Kwale Island (Kisiwa cha Kwale, in Swahili) is a protected, seasonally inhabited island in the Pemba Channel under the Tanga Marine Reserves (TMRS) with the IUCN category II located inside Kwale ward in Mkinga District of Tanga Region in Tanzania. The coral island, located approximately a kilometer offshore in Manza Bay, and the modern hamlet on the shoreline are both referred to as Kwale. 86.2% of Kwale Island, or 528.1 Ha, is covered with mangroves. Kwale Island and Ulenge Island are the only seasonally inhabited by islands in the marine reserve, thus the two have the most human impact. The Island has an average elevation of 7 m.

==Geography and ecology==
The Kwale Marine Reserve's dominant biotope is mangrove vegetation. Mangroves are more closely packed towards the west and south coasts, where they face the mainland and Kwale Bay, where the bottom is made up of fine, muddy sediments, than along the seashore, where the bottom is more rocky with only a thin layer of material. Despite the presence of all mangrove species, species with robust root systems, such as Rhizophora mucronata and Sonneratia alba, predominate. Similar to Ulenge, Kwale Islands mangroves are susceptible to very regular tidal water movement that tends to wash across the mangrove. Depending on the strength and direction of the ocean currents, sediment buildup is fairly weak and seasonal. Numerous animal and plant populations exist there, albeit they have not been studied.

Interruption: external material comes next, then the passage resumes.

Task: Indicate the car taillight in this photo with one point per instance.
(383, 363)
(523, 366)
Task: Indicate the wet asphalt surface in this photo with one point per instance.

The important bird area, IBM 35, as designated by Birdlife International, includes the Ulenge and Kwale Island Marine Reserves. This bird region is home to a variety of different bird species, such as the Greater Sand Plover, Curlew Sandpiper, Crab Plover, and migrating waders. Coral reefs and mangroves are not specifically in risk of extinction, but they are under threat from human activity and causes related to climate change.

==History==
On Kwale Island, the Wadigo community once resided close to the beaches. In the 19th Century Masai frequently attacked the Wadigo from Mwandusi village, so they fled and eventually settled permanently in Kwale Island interior where they were safe from attack. However, they were eventually forced to go back to the mainland due to a lack of fresh water and expanding family sizes. The majority of Digo call Kwale village home. Throughout the First and Second World Wars, this island functioned as a stronghold for colonial forces.

==Historical site==
Today, a dense vegetation of trees, including large baobabs, mangroves, and dense thorn bushes completely covers the island. Since there is no legal protection, people are chopping down the forests for fire wood. Additionally, the island has produced some Swahili ware pottery fragments from the Middle Ages, indicating that it once belonged to the Swahili states. The island has historically been deserted since.